OFFICIAL OPINION NO. 11-03, Federal Law Implications of Budget Cuts to the S. D. Cooperative
STATE OF SOUTH DAKOTA
THE ATTORNEY GENERAL
June 17, 2011
29966 423rd Avenue
Scotland, SD 57059
Rep. Peggy Gibson, Dist. 22
1010 Valley View Court
Huron, SD 57350-4221
Rep. Larry Lucas, Dist. 26A
P.O. Box 182
Mission, SD 57555-0182
Rep. Dean Schrempp, Dist. 26A
P.O. Box 62
Lantry, SD 57636
Sen. Jason Frerichs, Dist. 01
13497 465th Avenue
Wilmot, SD 57279-0027
Sen. Jim Hundstad, Dist. 02
13755 395th Avenue
Bath, SD 57427-6501
OFFICIAL OPINION NO. 11-03
Re: Federal Law Implications of Budget Cuts to the South Dakota
Cooperative Extension Service
You have requested an official opinion from this office.
QUESTION: Whether budget reductions for the South Dakota Cooperative Extension Service mandated by the legislature and its subsequent reorganization in response to reductions in state appropriations has resulted in the Service not being in compliance with the Morrill Act of 1862 or the Smith-Lever Act of 1914.
ANSWER: The South Dakota Cooperative Extension Service remains in compliance with applicable federal law and is eligible for receipt of federal funds.
FACTS: South Dakota State University is a land grant institution that was established in part from lands provided to the State under the Morrill Act of 1862. The South Dakota Cooperative Extension Service operates under the direction of the South Dakota State University.

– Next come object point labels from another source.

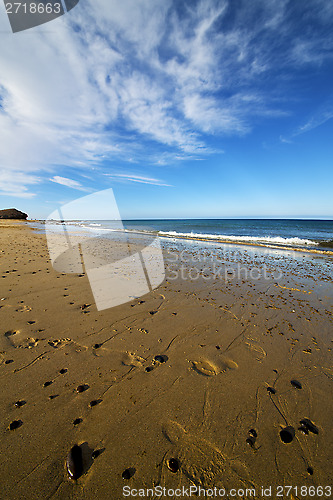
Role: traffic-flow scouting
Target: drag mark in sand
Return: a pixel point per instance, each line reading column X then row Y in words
column 31, row 363
column 205, row 367
column 202, row 462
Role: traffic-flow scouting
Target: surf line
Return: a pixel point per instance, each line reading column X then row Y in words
column 294, row 289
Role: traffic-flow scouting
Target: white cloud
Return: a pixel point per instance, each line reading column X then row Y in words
column 16, row 183
column 110, row 75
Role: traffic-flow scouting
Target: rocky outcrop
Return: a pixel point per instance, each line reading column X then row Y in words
column 12, row 213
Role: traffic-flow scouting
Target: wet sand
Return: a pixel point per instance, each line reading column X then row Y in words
column 205, row 382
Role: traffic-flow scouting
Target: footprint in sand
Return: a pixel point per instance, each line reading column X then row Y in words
column 23, row 309
column 9, row 338
column 208, row 368
column 202, row 462
column 59, row 343
column 29, row 343
column 132, row 359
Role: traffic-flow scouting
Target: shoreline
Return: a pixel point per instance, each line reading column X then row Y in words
column 325, row 253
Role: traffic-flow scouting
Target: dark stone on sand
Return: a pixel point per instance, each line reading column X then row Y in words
column 173, row 465
column 19, row 403
column 161, row 358
column 296, row 384
column 12, row 213
column 96, row 453
column 74, row 462
column 128, row 473
column 15, row 424
column 251, row 441
column 82, row 388
column 287, row 434
column 309, row 426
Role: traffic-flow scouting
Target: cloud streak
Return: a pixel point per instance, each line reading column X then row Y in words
column 116, row 80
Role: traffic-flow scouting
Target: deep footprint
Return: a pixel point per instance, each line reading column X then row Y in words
column 202, row 462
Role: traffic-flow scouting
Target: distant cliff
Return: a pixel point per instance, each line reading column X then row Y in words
column 12, row 213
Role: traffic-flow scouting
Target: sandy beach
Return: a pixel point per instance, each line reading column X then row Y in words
column 203, row 382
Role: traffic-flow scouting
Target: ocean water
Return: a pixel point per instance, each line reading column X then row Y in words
column 293, row 233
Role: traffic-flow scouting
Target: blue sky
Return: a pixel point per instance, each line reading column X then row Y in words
column 185, row 108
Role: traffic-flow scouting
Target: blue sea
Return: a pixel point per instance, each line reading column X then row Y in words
column 292, row 233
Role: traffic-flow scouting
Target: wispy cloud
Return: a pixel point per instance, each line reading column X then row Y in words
column 118, row 80
column 137, row 178
column 16, row 183
column 68, row 182
column 318, row 119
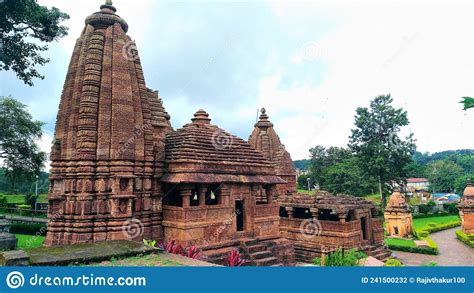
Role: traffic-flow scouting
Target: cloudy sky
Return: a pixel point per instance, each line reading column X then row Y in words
column 311, row 64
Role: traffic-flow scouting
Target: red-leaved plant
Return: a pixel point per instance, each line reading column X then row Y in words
column 233, row 259
column 192, row 252
column 171, row 247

The activities of the South Dakota Cooperative Extension Service are underwritten in part by federal funds received through the Smith-Lever Act of 1914, as amended, and other federal enactments. As a result of the fiscal problems facing the State, the South
Dakota Legislature reduced the fiscal 2012 budget for the South Dakota Cooperative Extension Service by $820,000. This was preceded by smaller reductions of $200,000 in each of the two previous fiscal years.
These reductions, together with looming future cuts in federal funds, resulted in South Dakota State University reorganizing the South Dakota Cooperative Extension Service. The reorganization plan is generally set forth in South Dakota State University College of Agricultural and Biological Services, SDSU Extension, “Stewards of Progress,” April 2011, and may be found on the South Dakota Cooperative Extension Service website. Most notably, the reorganization has resulted in the consolidation of county extension offices into seven regional extension centers strategically located throughout the State.
IN RE QUESTION: The Morrill Act of 1862, 7 U.S.C. § 301 et seq., provided federal lands for the establishment of the nation’s agricultural land grant institutions. The Morrill Act of 1862 contains no provision requiring or even referencing the provision of cooperative extension services. Therefore, South Dakota’s compliance with the provisions of the Morrill Act is unaffected by the legislature’s reductions in appropriations to and reorganization of, the South Dakota Cooperative Extension Service. In fact, South Dakota would remain in compliance with the Morrill Act if the South Dakota Cooperative Extension Service ceased to exist.
The Smith-Lever Act of 1914, as amended, 7 U.S.C. § 341 et seq., and other federal enactments such as the Agricultural, Research, Extension, and Education Reform Act of 1998 (AREER), Public Law 105-85, provide federal funding for cooperative extension services that are under the direction of a land grant institution established by the Morrill Acts of 1862 and 1890. The Smith-Lever Act contains conditions and requirements for the receipt of federal funds for cooperative extension services. One major condition of funding is state matching funds. The Smith-Lever Act requires 100% state match from non-federal sources for the federal dollars received. The Board of Regents has advised that even with the reductions contained in the 2011 General Appropriations Act, there are sufficient funds appropriated for the fiscal year 2012 to meet all matching requirements for Smith-Lever Act funds.
The Smith-Lever Act and AREER also require the land grant institution operating a community extension service program to annually submit to the U.S. Secretary of Agriculture for acceptance a plan for providing cooperative extension services. The Board of Regents has advised that South Dakota State University submitted such a plan in April and was notified on May 31, 2011,
that the plan had been accepted. The plan SDSU submitted contains the reorganization plans for the South Dakota Cooperative Extension Service resulting from the state funding reductions. In my opinion, the Department of Agriculture’s acceptance of the plan for the South Dakota Cooperative Extension Service settles any question regarding South Dakota’s compliance with the requirements of federal law.
In conclusion, South Dakota State University, through the reorganization of the South Dakota Cooperative Extension Service, has developed a plan that continues to legally satisfy the Smith-Lever Act and other applicable federal laws. It is for you and other members of the legislature to address any policy decisions relating to state funding reductions through the appropriation process.